Werelden bouwen

Jan Verdijk is scenarist en regisseur. Hij studeerde in 2012 af aan de Hogeschool voor de Kunsten in Utrecht. Uit zijn werk spreekt zowel een voorliefde voor eigenzinnige arthouse als voor genres als thriller en horror.

Verdijk regisseerde o.a. de korte films Valt een man uit de lucht (2017), die alle prijzen won tijdens Shortcutz Amsterdam, en Wild (2019), die op het Sitges Film Festival de Mèliés d’Or won. Op het Nederlands Film Festival gingen onlangs zijn twee nieuwste films in première: Indringer maakt deel uit van de eerste lichting van de Videoland Academy, terwijl Pantser werd bekroond met het Gouden Kalf voor de beste korte film. 

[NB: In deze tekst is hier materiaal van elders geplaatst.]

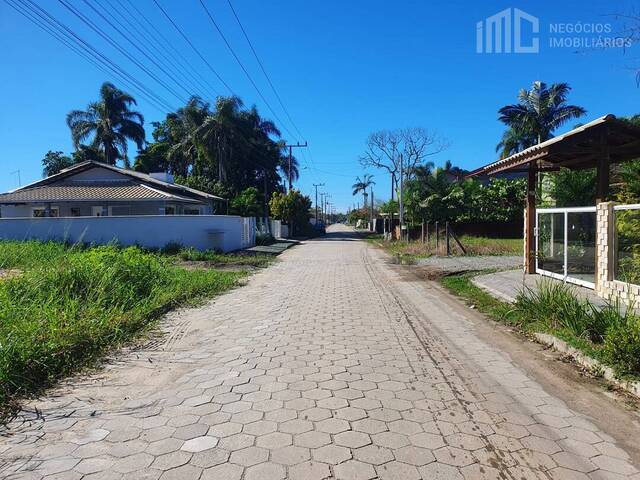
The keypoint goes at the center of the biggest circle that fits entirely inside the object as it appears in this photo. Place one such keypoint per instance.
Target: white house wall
(202, 232)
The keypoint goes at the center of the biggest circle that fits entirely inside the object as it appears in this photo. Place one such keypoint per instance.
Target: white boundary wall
(203, 232)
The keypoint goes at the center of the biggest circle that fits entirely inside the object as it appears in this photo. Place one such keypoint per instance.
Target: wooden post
(448, 245)
(603, 172)
(530, 219)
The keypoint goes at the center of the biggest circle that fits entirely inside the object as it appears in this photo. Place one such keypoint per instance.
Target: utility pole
(19, 180)
(372, 224)
(291, 146)
(400, 199)
(316, 185)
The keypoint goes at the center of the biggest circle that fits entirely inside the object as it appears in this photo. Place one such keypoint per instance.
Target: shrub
(264, 239)
(622, 346)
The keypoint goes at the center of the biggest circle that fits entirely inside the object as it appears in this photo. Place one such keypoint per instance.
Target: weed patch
(70, 304)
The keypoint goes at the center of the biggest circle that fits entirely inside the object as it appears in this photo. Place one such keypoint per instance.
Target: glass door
(566, 244)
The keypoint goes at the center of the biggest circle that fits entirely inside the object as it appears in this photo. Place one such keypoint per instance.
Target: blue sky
(343, 69)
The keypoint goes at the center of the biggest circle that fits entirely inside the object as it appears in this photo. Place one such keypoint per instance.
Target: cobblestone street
(326, 365)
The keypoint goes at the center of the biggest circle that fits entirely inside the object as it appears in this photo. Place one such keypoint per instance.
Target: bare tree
(416, 144)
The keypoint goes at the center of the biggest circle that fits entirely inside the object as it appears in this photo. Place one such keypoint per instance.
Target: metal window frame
(565, 276)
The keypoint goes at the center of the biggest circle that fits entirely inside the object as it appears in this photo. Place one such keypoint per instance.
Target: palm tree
(540, 111)
(362, 185)
(111, 123)
(295, 168)
(514, 141)
(219, 131)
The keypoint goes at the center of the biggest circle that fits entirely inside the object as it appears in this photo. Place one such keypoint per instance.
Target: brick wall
(606, 286)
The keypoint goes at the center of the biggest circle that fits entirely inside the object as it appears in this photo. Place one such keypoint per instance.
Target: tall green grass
(610, 333)
(70, 304)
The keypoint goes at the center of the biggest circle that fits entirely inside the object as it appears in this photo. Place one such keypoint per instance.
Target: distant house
(97, 189)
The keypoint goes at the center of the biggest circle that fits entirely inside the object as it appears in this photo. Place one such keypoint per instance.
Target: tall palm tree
(361, 185)
(111, 123)
(219, 131)
(284, 168)
(540, 111)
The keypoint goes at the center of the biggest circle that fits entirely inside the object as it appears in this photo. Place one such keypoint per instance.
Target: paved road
(327, 365)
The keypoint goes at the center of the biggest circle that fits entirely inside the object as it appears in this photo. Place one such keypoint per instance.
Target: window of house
(99, 211)
(39, 212)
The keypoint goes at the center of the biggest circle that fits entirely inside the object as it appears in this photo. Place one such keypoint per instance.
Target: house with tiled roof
(97, 189)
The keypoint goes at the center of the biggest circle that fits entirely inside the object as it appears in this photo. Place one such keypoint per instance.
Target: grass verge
(412, 250)
(609, 334)
(70, 304)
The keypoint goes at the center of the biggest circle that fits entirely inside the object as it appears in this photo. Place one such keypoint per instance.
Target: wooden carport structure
(598, 144)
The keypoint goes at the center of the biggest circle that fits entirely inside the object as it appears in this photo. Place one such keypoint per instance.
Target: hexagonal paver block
(290, 455)
(333, 425)
(265, 471)
(185, 472)
(373, 454)
(226, 471)
(354, 470)
(295, 426)
(199, 444)
(236, 442)
(397, 471)
(414, 455)
(315, 414)
(405, 427)
(171, 460)
(309, 471)
(261, 427)
(225, 429)
(133, 463)
(454, 456)
(209, 458)
(352, 439)
(369, 425)
(390, 439)
(249, 456)
(274, 440)
(331, 454)
(332, 403)
(312, 439)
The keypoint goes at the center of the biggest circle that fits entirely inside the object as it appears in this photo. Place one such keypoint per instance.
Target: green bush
(56, 316)
(622, 346)
(264, 239)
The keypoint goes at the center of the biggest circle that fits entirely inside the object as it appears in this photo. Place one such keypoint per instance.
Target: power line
(192, 46)
(117, 46)
(264, 71)
(164, 45)
(237, 59)
(48, 22)
(128, 37)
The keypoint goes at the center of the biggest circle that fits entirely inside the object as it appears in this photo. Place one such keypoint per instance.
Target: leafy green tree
(86, 153)
(361, 185)
(53, 162)
(247, 203)
(225, 143)
(110, 122)
(152, 159)
(574, 188)
(540, 111)
(291, 207)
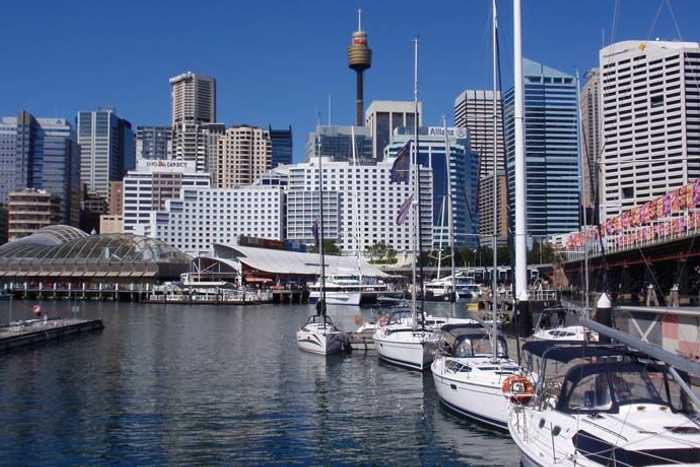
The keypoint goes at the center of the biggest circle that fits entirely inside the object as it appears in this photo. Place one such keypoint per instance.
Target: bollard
(604, 315)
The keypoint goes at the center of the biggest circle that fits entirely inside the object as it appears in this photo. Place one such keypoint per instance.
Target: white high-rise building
(147, 189)
(361, 204)
(202, 216)
(591, 132)
(650, 104)
(383, 117)
(193, 98)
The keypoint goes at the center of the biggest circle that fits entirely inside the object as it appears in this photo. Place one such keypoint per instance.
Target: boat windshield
(478, 346)
(605, 387)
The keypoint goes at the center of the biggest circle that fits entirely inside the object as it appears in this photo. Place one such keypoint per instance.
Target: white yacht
(348, 289)
(442, 289)
(319, 335)
(467, 375)
(402, 343)
(602, 405)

Schrijft u momenteel aan iets?
Ja. Er zijn twee lange speelfilmprojecten waar ik op dit moment aan werk. Maar dat zijn plannen die nog zo pril zijn dat ik er nog niet zoveel over kwijt kan. Niet omdat ik er geheimzinnig over wil doen, maar omdat het idee dat er nu ligt na een maand schrijven weer helemaal anders kan zijn. Wel kan ik zeggen dat beide films grofweg binnen hetzelfde genre vallen als mijn laatste werk.
 
Is schrijven uw hoofdberoep?

Schrijven én regisseren. Ik doe graag beide. Om dit mijn hoofdberoep te noemen vind ik nog steeds een beetje gek. Het voelt nooit als werk, maar als knutselen in volledige vrijheid. En het is pas sinds kort dat ik er íets aan verdien. Maar ja, ik denk dat ik mezelf inmiddels wel filmmaker durf te noemen.
 
Wordt u gelukkig van schrijven?

Schrijven vind ik extreem uitdagend. Dus wanneer het voor mijn gevoel lukt, word ik daar zeer gelukkig van. Het komt regelmatig voor dat ik zo hard ik kan naar mijn kantoortje fiets, omdat ik een nieuw idee heb en dat zo snel mogelijk op papier wil zetten. Soms stop ik zelfs onderweg – de fietstocht duurt maar zeven minuten – omdat ik dan plotseling overloop van allemaal ideeën die ik niet wil vergeten en ze vlug naar mezelf mail. Als ik dan een dag lang zinnige dingen op papier weet te krijgen, ben ik een blij mens. Maar wanneer ik het vervolgens met iemand bespreek en erachter kom dat het nog helemaal niet goed is, val ik weer in een dip. Zo gaat het altijd een beetje op en neer. Het is belangrijk om snel uit die dip te komen en motivatie te vinden om het te verbeteren.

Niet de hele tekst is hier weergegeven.